John. The others hadn't called him anything; they'd just laughed and spat. He opened his eyes. The silver moon, round and pale and anxious. The setting sun, blazing with fury and fire. The rising sun, constant and burning.
"No. No." He tried to bat them away. "Go away. They… they'll take you, too – feed you to the fire." He tried to tell them about them: men with spears; the overseer with the whip; the guards with nails in the soles of their boots, going click click click, chittering like bugs; the crowds – "even children. They paid for tickets" – and worse. There were monsters with white hair who sucked life from your chest, and creatures who lived in flames, and things with two heads, and, "go away," he begged them. "Don't let them take you. I… I couldn't bear it."
But they still surrounded him, hands on his shoulder, on his wrist, on his side. "Stop babbling, and listen! We killed them, and now we've run far, far away. We're not in any danger. At least, not from the plausible parts of your babbling. The two-headed monsters were just delirium talking, right?"
"And even if we were in danger, we would not be leaving you."
He tried to push them away. Sick. They'd told him he was sick. "Catching," he forced out. "Go away. Don't… You might not…" He remembered people shying away. "Jail fever," someone said. "He won't last long." Water pushed through bars with the toe of a boot. "Don't get too close, darling." He remembered opening cracked eyes and lurching forward, and people screaming. "Don't want you to get sick."
"We won't get sick, will we? I thought it was an infected wound – and what did they stab him with; a flag pole? We won't…"
"We will not."
"Wouldn't make any difference if we did."
A hand closed in his own, the cool fingers like heaven in the baking heat.
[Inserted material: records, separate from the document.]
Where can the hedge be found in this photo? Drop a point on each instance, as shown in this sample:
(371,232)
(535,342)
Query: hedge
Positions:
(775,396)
It was an oasis in the desert. The flames still blazed, but they had withdrawn, just for a little bit.
He tried to smile. "Thanks, guys, but you've got to go. You can't…"
The smell had been sickening – the smell of his own rotting flesh. The flames had long since burnt that away, but he knew that others could still smell it. "He stinks, ma!" Days in a stinking cell, unable to stand. "This one smells like a corpse already."
"I smell," he said. "Look disgusting. Go away." Leave me to the flames. Flames burnt to ashes. Ashes were pure, and floated on the wind, forever free.
"Which is the stupidest thing I've ever heard, even from you. We haven't fought our way through fire and blood just to give up because of a little disgustingness. Though it really does look disgusting, you know."
"You are safe, John, and we are not leaving, no matter what you say."
"Course we aren't."
He gave up the fight, but it didn't feel like giving up at all. When he closed his eyes, the flames were barely there at all. When he opened them, he saw neither sun nor moon, but the faces of his team, gathered around him in a wall that no fires could break through.
"I love you guys," he told them, his voice cracking. "All of you."
Rodney cleared his throat. "We're telling ourselves that was the delirium talking."
And it was, perhaps, but only a little bit.